Saying what I mean

I’ve been trying, not as successfully as I’d like, to watch my language, as suggested almost a month ago by Arwyn, a blogger I like very much. In brief, she asked readers stop using colloquial terms for mental illness (insane, crazy, nuts) as slang. It’s really hard to do, and so easy to rationalise as not being so important (seeing as everyone does it).

Initially I took the challenge somewhat nihilistically for that reason, but the idea stuck. And over the past few weeks I got to thinking about language, as I often do. In general, I’m careful about language, although moreso in writing than in speech. I try to think before I speak. I don’t swear that much. I try to be clear (but I often fail).

And when it comes to anything health-related, I have opinions. I dislike the possessive form of eponymous diseases: Alzheimer disease, not Alzheimer’s, because the disease belongs to the person who has it, not the person (usually the man) who first defined it (or decided to name it). I’m careful about not defining people by conditions or characteristics they have: it’s a person with HIV, not an HIV patient. I’m sure most people don’t think of these things day-to-day if at all, but they’ve been part of my work for long enough that they’ve affected how I speak as well.

And then there’s mental illness. Somehow, it’s accepted in our society to take these words, which mean serious, life-changing things for some people, and apply them to trivial issues. I hate how people use “schizophenic” when they mean “multiple personality disorder”, and when it comes to actual names of conditions I would never apply them to anyone or even anything. The slang needs to join them.

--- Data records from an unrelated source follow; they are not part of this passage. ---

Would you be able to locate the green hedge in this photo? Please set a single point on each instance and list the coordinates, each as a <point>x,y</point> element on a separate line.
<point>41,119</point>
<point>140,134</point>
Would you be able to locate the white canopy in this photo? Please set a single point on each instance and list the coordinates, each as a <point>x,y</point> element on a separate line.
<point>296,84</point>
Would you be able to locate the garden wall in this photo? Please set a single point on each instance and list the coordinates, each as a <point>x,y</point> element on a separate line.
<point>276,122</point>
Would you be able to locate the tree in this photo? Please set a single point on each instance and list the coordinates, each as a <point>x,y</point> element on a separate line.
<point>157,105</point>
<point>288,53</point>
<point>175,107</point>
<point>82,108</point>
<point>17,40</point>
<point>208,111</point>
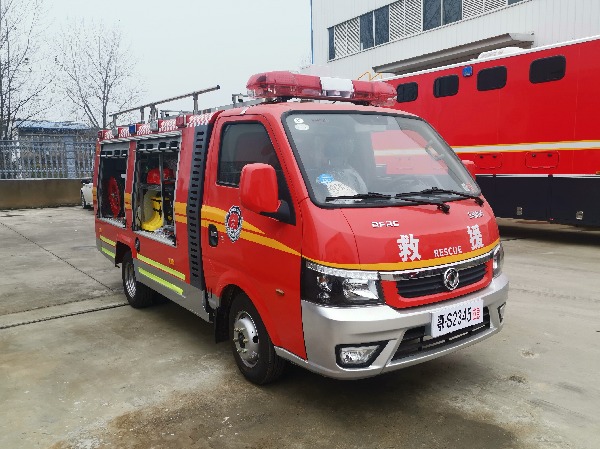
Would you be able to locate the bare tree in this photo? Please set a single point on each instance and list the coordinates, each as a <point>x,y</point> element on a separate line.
<point>22,80</point>
<point>97,72</point>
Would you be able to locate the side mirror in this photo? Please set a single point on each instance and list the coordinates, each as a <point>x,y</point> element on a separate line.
<point>258,188</point>
<point>470,165</point>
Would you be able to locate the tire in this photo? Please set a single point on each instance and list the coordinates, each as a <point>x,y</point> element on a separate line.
<point>138,295</point>
<point>251,345</point>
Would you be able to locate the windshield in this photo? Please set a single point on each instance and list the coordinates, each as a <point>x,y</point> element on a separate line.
<point>374,157</point>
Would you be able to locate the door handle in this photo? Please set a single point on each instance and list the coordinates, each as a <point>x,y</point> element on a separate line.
<point>213,235</point>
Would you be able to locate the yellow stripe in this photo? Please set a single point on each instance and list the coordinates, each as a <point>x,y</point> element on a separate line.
<point>110,242</point>
<point>161,281</point>
<point>110,253</point>
<point>399,266</point>
<point>161,267</point>
<point>217,215</point>
<point>180,208</point>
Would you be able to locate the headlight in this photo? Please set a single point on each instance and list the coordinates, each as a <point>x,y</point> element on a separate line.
<point>498,260</point>
<point>335,287</point>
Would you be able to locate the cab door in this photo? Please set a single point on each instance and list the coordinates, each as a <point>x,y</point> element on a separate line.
<point>257,253</point>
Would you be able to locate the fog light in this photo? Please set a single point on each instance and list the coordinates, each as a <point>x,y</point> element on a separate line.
<point>358,356</point>
<point>501,312</point>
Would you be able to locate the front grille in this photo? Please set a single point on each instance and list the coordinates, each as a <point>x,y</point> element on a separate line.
<point>415,340</point>
<point>430,285</point>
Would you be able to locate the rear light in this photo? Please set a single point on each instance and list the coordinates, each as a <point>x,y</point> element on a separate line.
<point>275,85</point>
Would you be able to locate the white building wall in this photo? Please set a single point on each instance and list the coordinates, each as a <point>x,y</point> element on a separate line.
<point>550,21</point>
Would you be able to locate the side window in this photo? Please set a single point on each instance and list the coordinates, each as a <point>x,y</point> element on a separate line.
<point>241,144</point>
<point>407,92</point>
<point>547,69</point>
<point>248,143</point>
<point>445,86</point>
<point>492,78</point>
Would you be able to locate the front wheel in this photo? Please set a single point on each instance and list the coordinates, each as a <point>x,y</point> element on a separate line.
<point>251,345</point>
<point>138,295</point>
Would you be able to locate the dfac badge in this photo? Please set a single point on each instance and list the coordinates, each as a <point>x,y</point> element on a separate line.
<point>233,223</point>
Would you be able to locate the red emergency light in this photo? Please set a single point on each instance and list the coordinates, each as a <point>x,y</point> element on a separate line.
<point>293,85</point>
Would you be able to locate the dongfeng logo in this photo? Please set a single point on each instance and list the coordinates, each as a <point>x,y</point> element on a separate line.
<point>451,279</point>
<point>233,223</point>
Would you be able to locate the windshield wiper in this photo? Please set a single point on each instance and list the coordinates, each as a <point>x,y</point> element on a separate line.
<point>360,196</point>
<point>382,196</point>
<point>436,190</point>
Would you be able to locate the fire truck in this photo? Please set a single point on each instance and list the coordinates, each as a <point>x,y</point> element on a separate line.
<point>317,227</point>
<point>528,120</point>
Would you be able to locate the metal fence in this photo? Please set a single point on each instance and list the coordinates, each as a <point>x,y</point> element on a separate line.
<point>47,157</point>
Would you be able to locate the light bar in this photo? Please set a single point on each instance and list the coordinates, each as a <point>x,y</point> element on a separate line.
<point>276,85</point>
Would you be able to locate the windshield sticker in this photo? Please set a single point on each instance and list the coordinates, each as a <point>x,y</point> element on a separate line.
<point>325,178</point>
<point>409,248</point>
<point>336,188</point>
<point>385,224</point>
<point>468,187</point>
<point>450,251</point>
<point>233,223</point>
<point>475,237</point>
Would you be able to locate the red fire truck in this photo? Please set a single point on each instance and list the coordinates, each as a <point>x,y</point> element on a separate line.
<point>346,238</point>
<point>528,119</point>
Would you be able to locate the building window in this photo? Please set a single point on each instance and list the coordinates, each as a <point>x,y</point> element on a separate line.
<point>382,25</point>
<point>331,44</point>
<point>492,78</point>
<point>407,92</point>
<point>375,28</point>
<point>440,12</point>
<point>366,31</point>
<point>547,69</point>
<point>445,86</point>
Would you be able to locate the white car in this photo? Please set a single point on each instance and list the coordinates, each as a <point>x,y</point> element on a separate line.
<point>86,193</point>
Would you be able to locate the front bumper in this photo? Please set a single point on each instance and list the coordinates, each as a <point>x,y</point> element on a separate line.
<point>327,327</point>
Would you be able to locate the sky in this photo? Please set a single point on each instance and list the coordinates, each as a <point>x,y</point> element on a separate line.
<point>188,45</point>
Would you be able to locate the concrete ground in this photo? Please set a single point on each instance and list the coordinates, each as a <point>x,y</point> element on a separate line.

I think many people would dismiss this as too PC, but words mean things. And using fewer of them because we’re over-using some inappropriately leaves us all poorer. So for me, that means binning “crazy”, “insane” and “nuts” (they can join “gay”, “retarded” and “lame”) and saying “ridiculous” or “pathetic” or “tiring” instead. It means saying what I mean.

6 thoughts on “Saying what I mean

  1. Weird timing, I was looking for a book to read at mum’s earlier today and one of them had that same concept as a blurb. See if you can find Usage and Abusage, maybe it will have some tips for how to get through the awkward phase.

  2. I’m pretty sure my dad has mentioned this book too. Were our parents talking to each other (or in other words, are you the Kat I think you are)?

    I think the main thing, for me at least, is not to try and censor myself but to think about what I mean and say that instead of something sloppy.

  3. Great post.
    My mother (grammar teacher)reprimanded me last month when I said, “I’ll have to change my methodology.”
    She nearly spit at the vile word and said, “Why do people have to add flowery endings to perfectly sufficient words? METHOD will do, Call a spade a spade, and not an ‘agricultural tool.'” ! Once a grammar teacher, always always.

    Re: mental health terms, with songs that use words like “bipolar” as an adjective, I think you’re in the minority, but this is something that hopefully will change. The way we use these terms is part of what keeps stigma attached to mental health illness moreso than other illnesses.

  4. Popping in from your twitter. :) Very great post; words mean things and I think all too often in our rush to be heard we forget that and say things we really don’t mean.

  5. Thanks so much Jen! I’m still catching myself quite often… hopefully am getting better but it doesn’t always feel like it.